I like working for MSF; it’s a little bit different from working anywhere else. One of the reasons for this is that when something needs to get done, it gets done and it gets done fast. When Cholera came to Papua New Guinea, I went to the bank, got a pocket full of cash and started buying everything that was needed to start building a Cholera Treatment Centre the same day. In about a day and a half we had a functioning CTC. One of the other things that’s good about MSF is what the French call “témoignage”. That’s telling people about what we see – or bearing witness. The roots of MSF is founded in the principle of témoignage. Most NGO’s are only able to operate by promising to get on with the important job of medical care and not speaking out about the failings of governments who may be complicit in violence and/or failing to intervene. But MSF are different and believe it to be our role to tell the world what we see, even if that means being critical of governments.
It is the principle of bearing witness that the Refugee Camp in the Heart of the City is all about. We believe that people should be made aware of the problems that refugees and internally displaced people face.
On Sunday I arrived in Toronto, one of 4 logisticians for this project. On Monday the core team met – some have been working on this project for months. We discussed the anticipated visitor numbers, the advertising (most of which has been donated for free) and everyone’s roles. Then we picked up the 5 vehicles we needed to move the team and the kit from Toronto to Ottawa. At the same time our Logistical Coordinator was in Chicago checking the 18-wheeler truck that is now on its way. After we did the project in Australia recently and our box of “landmines” created a little bit of a stir with Australian port authorities (who promptly closed the port and calling the bomb disposal squad) we now make sure that our papier-mâché landmines are made locally and not moved across borders.
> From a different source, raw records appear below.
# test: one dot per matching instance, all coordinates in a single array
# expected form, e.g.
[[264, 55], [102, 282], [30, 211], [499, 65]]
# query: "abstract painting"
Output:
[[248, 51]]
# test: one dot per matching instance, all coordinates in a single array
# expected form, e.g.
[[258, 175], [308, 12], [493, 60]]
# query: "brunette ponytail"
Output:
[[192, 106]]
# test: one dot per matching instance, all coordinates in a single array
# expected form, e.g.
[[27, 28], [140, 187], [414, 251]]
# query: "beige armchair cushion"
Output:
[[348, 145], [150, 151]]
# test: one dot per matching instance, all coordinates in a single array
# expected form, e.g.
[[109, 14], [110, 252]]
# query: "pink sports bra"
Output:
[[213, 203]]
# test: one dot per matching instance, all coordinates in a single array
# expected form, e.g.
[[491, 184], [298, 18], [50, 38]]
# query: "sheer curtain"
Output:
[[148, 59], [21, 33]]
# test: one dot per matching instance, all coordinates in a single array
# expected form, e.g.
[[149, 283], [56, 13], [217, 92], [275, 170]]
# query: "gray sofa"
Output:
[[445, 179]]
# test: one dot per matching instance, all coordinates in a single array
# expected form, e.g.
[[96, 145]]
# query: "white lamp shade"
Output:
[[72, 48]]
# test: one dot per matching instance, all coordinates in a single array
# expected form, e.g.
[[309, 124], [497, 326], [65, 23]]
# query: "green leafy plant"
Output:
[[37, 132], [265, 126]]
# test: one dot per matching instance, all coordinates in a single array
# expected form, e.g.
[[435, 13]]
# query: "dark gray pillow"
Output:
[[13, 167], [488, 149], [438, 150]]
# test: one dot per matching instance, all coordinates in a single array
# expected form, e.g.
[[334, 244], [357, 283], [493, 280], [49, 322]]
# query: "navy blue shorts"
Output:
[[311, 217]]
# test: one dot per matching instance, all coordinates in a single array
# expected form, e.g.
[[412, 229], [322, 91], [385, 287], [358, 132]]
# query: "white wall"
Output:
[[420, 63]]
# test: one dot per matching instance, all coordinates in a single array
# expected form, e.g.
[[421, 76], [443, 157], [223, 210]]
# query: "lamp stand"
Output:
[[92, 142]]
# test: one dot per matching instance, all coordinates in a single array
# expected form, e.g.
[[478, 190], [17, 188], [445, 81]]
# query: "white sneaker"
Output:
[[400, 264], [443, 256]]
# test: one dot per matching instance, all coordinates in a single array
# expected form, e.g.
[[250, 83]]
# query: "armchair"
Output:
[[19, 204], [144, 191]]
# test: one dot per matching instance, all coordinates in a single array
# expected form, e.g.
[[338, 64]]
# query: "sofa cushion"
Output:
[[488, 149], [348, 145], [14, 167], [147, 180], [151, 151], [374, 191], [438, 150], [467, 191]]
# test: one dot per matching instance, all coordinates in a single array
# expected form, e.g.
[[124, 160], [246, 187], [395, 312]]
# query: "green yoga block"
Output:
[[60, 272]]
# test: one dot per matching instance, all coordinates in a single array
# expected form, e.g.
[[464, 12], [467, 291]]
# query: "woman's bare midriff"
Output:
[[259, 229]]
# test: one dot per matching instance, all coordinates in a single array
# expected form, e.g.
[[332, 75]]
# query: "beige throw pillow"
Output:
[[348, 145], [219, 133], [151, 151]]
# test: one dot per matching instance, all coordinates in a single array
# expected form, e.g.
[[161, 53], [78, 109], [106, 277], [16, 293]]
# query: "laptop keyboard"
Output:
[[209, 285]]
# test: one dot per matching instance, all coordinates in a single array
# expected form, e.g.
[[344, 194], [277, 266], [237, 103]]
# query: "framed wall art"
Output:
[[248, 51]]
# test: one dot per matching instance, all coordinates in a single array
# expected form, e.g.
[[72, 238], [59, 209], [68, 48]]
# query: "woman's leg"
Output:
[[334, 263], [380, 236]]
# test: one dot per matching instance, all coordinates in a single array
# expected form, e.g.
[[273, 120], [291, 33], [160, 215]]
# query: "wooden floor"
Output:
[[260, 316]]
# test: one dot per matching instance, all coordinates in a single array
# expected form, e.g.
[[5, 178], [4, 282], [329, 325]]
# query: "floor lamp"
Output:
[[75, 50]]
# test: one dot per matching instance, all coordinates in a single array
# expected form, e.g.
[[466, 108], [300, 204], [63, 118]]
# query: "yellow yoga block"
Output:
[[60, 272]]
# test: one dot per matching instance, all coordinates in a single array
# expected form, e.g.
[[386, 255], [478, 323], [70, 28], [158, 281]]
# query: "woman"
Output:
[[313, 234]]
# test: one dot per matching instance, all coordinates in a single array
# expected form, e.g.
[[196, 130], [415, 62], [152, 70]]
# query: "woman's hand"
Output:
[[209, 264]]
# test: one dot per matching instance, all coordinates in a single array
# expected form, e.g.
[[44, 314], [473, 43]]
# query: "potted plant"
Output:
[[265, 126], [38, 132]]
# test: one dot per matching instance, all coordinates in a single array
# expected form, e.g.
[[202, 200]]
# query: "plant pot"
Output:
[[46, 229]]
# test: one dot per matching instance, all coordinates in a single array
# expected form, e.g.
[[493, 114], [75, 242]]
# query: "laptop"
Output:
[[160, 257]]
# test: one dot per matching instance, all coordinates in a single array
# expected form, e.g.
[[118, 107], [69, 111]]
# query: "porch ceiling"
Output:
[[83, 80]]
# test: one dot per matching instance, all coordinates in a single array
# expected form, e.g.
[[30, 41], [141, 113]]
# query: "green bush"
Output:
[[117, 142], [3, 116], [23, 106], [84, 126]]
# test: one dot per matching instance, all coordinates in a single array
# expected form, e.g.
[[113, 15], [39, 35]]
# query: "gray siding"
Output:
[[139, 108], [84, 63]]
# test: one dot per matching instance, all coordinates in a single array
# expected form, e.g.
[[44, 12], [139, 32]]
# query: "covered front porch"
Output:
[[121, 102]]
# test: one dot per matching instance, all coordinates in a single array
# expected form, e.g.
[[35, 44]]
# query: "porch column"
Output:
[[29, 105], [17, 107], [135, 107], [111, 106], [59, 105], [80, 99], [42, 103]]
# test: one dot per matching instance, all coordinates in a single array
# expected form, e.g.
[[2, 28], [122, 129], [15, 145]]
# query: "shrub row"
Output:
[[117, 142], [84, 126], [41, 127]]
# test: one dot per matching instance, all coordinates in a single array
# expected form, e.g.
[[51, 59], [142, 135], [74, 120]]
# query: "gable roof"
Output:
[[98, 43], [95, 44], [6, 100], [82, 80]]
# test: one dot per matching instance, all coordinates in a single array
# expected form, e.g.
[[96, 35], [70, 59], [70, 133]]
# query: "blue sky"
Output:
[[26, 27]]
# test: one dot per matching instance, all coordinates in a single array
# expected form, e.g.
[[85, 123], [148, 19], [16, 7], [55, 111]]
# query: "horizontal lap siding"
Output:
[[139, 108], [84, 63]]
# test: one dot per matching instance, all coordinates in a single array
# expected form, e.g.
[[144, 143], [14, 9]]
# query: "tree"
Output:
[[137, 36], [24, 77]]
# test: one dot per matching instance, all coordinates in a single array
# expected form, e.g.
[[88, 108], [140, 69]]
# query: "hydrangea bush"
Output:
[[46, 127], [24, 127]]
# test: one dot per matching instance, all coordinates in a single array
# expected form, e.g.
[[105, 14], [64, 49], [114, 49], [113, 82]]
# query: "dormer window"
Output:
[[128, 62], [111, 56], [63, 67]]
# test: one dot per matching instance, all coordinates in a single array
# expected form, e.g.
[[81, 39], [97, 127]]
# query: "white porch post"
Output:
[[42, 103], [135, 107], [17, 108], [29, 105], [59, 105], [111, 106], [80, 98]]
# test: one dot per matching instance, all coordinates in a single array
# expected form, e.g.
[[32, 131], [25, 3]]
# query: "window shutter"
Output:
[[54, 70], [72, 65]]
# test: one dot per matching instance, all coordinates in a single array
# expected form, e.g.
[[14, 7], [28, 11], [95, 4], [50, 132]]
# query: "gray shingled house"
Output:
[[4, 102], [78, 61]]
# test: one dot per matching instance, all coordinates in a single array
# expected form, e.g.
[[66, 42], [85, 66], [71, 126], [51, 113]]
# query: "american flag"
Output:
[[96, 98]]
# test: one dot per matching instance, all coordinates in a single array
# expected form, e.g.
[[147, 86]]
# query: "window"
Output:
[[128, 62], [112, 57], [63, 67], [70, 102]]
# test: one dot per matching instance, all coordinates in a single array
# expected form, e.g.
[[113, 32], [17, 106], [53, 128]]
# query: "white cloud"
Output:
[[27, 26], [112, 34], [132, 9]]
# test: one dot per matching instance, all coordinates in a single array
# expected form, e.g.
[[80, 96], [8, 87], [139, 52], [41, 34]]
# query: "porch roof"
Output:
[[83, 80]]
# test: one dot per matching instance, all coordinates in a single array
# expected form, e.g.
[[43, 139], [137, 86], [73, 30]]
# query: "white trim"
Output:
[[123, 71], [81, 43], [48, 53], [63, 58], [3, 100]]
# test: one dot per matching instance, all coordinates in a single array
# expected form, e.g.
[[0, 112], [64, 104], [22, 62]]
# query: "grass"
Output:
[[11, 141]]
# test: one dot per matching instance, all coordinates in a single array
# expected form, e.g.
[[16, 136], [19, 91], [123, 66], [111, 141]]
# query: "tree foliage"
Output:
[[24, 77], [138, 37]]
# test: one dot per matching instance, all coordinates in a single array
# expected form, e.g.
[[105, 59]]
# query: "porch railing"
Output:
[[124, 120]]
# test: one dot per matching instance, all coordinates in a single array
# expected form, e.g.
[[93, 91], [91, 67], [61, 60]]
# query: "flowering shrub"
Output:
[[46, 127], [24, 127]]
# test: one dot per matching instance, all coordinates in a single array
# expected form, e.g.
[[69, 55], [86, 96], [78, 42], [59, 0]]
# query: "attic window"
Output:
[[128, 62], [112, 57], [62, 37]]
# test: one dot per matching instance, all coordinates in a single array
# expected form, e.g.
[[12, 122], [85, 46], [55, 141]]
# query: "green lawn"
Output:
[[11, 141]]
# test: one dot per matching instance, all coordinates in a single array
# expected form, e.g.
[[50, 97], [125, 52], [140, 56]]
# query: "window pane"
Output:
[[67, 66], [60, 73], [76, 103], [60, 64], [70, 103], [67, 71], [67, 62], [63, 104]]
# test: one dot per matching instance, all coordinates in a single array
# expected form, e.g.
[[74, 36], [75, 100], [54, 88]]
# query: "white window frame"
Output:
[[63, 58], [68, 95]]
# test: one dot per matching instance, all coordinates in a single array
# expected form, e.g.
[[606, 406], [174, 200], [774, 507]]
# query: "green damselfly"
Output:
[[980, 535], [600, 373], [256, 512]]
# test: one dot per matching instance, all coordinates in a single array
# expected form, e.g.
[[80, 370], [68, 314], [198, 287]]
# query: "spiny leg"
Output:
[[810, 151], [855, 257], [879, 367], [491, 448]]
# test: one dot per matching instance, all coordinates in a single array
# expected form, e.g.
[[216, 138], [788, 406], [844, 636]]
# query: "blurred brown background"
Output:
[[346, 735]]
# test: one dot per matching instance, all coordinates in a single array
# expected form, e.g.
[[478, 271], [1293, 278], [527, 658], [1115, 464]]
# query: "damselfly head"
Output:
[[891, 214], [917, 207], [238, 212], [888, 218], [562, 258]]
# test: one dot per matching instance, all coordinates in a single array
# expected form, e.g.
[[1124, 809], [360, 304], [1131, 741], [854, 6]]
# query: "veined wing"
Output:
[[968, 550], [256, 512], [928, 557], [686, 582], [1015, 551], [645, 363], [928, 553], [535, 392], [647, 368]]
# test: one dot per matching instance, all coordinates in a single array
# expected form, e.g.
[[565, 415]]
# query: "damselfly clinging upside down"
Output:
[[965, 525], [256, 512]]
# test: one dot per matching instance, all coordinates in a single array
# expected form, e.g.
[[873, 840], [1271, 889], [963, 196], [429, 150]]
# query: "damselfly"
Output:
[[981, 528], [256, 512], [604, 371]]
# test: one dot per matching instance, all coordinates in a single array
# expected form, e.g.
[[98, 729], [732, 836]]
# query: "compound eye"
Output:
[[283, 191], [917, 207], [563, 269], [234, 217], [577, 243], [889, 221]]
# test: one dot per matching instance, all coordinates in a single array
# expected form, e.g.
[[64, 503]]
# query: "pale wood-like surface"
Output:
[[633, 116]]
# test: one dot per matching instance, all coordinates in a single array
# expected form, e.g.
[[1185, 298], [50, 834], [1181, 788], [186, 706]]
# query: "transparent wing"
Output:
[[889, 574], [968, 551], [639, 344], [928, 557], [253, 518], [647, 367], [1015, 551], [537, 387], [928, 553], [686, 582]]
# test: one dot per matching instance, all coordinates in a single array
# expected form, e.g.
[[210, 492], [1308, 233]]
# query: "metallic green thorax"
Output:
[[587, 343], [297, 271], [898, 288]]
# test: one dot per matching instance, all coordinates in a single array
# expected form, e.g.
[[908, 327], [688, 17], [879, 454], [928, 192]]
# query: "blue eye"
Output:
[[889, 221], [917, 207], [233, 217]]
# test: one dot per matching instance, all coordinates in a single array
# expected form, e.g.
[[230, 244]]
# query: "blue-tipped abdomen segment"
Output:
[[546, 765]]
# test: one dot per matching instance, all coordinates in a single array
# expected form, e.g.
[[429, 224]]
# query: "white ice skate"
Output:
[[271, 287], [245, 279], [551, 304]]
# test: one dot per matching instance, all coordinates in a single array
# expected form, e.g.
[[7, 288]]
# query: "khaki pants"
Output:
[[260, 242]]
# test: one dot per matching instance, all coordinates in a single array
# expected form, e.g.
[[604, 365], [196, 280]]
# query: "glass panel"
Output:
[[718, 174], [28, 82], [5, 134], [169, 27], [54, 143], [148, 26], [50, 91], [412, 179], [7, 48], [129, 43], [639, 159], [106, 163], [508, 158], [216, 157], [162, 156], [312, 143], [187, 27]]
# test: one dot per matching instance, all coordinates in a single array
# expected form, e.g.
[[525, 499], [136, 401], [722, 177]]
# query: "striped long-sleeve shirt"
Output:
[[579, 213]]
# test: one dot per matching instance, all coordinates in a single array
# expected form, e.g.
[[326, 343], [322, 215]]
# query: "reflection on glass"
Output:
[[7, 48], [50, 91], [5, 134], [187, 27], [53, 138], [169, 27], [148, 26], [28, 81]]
So after 6 hours driving (I got to drive the biggest truck, so I’m very happy) we got to the student accommodation where our team will be based for the Ottawa leg. I’m quite amazed the resources that have been put into the project. Pleasingly a lot of it is funded by donations – all the air travel is done thanks to generous people who donate their air miles – but we will have 60 tour guides (all experienced MSF staff) a project coordinator, a deputy project coordinator and administrator, a guide team leader, an office administrator, someone working on advertising, a school liaison officer, a logistical coordinator and us 4 logisticians. In addition a bunch of friends of MSF will turn up to help up set things up. The Ottawa show opens on Thursday 13th May, so if you are in the area, swing by and say hello!